After wonderful snacks from Pat, we reconvened for contest awards and critique. Judy handed out awards for the One Year contest to:

  1. First place: Nellie for Shadow Cities
  2. Second place: Jessie for This Changed My Life
  3. Third place: Sarah for Everyman

Upcoming contests (see http://portlandwritersmill.org/contests/upcoming-contests/ ) are:

Norm led the critique on the second half of Jean’s story. Things discussed included:

  1. Things people enjoyed most about the piece are different for different people. We’ll find this when we have our work critiqued. You can’t please everyone.
  2. Point of view: It’s more important to be clear than to write from one particular viewpoint.
    1. Personal passages make the story more immediate because we’re inside the character’s head.
    2. Omniscient viewpoints convey valuable information, but can be made personal and involving through dialog, flashback, etc.
  3. Do stories have to start with action? Action grabs the reader’s attention, sets up expectations, and gives a sense of time.
  4. What connects us to characters?
    1. Flashbacks provide perspective – we invest more when we know more.
    2. Relationships with other characters make us care.
    3. The character’s relationship with the reader is important. If we like, then dislike, then like again – each change makes us more invested in understanding and caring.
    4. Dialog draws us near to listen.
  5. How do we choose the story’s narrator? Is the story different seen through different eyes? Would the ending have to be different?
  6. What do readers bring to stories? Childhood prejudice. Unintended inference. Do long sleeves hide burns on someone’s arm, just because the person’s afraid of fire?
  7. What sort of details become important?
    1. Hiding from fire in a closet may sound unnatural, but it’s what children and animals do. How do we avoid readers questioning it?
    2. Leaving an invalid alone overnight invites questions about going to the bathroom!
    3. Details of ages and events create a timeline. Important to make sure it’s valid.
  8. How believable are our bad guys? Do we need to see them through more than one point of view?
  9. How important is symbolism?
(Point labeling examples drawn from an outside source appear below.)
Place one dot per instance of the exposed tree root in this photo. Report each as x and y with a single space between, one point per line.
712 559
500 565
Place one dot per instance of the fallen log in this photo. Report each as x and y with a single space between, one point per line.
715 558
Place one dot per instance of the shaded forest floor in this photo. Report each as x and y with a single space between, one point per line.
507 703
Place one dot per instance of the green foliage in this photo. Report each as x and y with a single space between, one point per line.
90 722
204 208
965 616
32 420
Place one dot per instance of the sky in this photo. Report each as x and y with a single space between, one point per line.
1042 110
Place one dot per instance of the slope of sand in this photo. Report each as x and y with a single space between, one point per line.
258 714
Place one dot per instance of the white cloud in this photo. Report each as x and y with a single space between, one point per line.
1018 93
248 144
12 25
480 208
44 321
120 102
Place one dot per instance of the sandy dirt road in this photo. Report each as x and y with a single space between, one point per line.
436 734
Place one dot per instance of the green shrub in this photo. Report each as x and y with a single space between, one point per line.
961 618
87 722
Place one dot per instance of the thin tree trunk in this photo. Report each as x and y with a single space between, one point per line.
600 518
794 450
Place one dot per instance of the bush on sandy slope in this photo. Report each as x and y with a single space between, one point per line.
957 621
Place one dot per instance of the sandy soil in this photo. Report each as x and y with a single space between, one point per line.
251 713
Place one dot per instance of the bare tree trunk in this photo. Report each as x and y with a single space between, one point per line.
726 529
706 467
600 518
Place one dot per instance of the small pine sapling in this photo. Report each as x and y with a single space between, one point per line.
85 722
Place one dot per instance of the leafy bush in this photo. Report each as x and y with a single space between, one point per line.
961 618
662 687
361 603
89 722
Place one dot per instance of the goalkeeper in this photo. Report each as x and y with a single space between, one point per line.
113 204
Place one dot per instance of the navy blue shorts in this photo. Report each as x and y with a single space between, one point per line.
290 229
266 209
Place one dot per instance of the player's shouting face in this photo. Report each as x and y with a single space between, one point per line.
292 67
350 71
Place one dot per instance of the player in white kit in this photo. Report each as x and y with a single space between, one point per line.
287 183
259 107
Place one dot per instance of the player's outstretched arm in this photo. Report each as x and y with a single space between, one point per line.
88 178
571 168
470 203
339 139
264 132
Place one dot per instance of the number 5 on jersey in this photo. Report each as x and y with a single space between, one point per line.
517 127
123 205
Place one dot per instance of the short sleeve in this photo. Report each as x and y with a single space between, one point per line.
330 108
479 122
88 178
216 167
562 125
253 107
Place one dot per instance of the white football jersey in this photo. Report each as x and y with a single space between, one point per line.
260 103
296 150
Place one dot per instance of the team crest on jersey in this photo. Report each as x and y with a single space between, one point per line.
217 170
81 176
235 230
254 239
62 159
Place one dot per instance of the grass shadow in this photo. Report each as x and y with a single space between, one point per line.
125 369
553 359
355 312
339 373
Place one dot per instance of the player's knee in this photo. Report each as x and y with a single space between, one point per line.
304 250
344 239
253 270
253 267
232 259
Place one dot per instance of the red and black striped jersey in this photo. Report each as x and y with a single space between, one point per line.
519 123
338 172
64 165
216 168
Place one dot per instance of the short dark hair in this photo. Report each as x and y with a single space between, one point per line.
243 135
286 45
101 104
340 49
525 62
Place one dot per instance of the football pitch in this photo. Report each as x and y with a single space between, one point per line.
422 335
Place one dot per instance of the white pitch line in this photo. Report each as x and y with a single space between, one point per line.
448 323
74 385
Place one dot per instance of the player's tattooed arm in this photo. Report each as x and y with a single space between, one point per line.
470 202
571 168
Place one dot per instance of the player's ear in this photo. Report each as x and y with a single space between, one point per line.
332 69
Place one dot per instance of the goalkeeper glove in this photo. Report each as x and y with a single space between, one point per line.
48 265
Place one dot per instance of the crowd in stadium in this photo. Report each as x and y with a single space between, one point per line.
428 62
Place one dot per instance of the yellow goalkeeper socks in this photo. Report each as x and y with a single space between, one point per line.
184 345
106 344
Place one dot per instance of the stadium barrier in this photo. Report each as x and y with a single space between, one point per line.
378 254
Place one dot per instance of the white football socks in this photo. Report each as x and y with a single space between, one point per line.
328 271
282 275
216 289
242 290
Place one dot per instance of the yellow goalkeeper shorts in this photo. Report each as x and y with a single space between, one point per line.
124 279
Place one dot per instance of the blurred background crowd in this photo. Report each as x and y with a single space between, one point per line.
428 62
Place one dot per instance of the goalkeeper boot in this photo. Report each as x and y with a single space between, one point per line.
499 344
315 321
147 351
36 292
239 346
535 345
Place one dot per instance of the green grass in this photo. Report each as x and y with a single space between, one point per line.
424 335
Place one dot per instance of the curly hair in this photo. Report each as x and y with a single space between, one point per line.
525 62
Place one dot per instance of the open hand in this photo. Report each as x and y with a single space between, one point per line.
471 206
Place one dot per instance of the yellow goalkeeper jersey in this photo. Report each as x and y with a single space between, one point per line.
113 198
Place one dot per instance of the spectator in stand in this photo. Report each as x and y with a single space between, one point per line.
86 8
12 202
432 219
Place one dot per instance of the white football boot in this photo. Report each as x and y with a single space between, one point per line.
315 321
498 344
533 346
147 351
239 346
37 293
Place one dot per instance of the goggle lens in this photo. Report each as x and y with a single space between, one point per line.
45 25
Readers might find it, even if you didn’t put it there.
  10. How important is the space given to different parts of a story?
    1. Norm analyzed how much space was given to the fire department, finances, etc.
    2. Would such an analysis help us know where to add words and where to delete them?
  11. How should a story end?
    1. How do we balance leaving readers wanting more with make them wish there were less?
    2. What makes readers want more?
    3. Do we have to tie up the loose ends?

Our next meeting is Sunday February 21st. We’ve had to rearrange the topic since our speaker is moving house. So… find out all about blogs, and start writing regularly as Marcia suggested.

The next contest entries are due Sunday February 7th. Voting (another form of critique – please read and comment, even if you don’t enter) closes Tuesday February 16th. Topic – “It’s not what you think.”